Researchers at Texas A&M University-Kingsville said they have always known the Texas Coast was a critical area for bird migration, but in recent years they have discovered just how important it really is.
Based on the observations of a high-tech bird radar system, researchers said there is probably at least tens of millions of birds that migrate through South Texas every fall and every spring.
It's called site 55, and it's an area along Baffin Bay that TAMUK owns. Research Scientist Bart Ballard gave an exclusive look at the state of the art bird radar system.
"A lot of these birds migrate at night, which obviously we can't see," Ballard said. "Some of the birds migrate at altitudes that we're not able to detect visually, so it's a tool that increases our ability to more accurately count birds passing through the area."
The system allows researchers to monitor birds in areas and habitats in the air space that they've never been able to accurately monitor before, and the results have been surprising.
"We're finding passage rates of migratory birds two to three times more than anywhere else that's been recorded in North America," Ballard said.
The sheer magnitude of bird migration has been the biggest revelation to researchers, but the radar system tracks a lot more than that.
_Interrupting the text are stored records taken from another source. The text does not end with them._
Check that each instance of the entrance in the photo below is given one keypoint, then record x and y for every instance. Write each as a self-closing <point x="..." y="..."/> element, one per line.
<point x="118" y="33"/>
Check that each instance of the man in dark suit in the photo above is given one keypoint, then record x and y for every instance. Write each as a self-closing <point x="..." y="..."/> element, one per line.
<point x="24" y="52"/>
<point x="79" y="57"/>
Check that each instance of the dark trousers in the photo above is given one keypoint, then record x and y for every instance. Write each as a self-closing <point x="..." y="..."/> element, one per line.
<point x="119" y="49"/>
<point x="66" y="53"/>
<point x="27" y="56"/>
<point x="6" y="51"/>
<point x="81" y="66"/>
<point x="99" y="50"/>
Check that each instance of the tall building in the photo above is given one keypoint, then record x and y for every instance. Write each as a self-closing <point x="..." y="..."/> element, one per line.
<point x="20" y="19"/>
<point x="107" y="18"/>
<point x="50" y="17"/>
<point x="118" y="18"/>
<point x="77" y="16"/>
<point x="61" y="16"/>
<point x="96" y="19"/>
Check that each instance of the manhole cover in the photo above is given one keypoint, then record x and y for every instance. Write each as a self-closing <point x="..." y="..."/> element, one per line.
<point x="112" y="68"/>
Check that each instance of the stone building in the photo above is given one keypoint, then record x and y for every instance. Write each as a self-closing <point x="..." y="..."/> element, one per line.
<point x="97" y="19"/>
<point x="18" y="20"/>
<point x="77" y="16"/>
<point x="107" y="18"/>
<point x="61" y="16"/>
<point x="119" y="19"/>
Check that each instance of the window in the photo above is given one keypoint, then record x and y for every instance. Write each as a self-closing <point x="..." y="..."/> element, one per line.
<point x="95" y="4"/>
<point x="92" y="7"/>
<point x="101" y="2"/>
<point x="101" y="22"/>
"It actually records this data to a data set," Ballard said. "It records about 24 different attributes of every target that's recorded on here, including all kinds of geomorphic measurements, speed, size."
The radar system records millions of observations and digitizes them. The dots represent birds, and flocks of birds.
Hundreds of different species pass through this area, making for lots of interesting events to watch, like a flock of hawks circling and finding an updraft to follow south.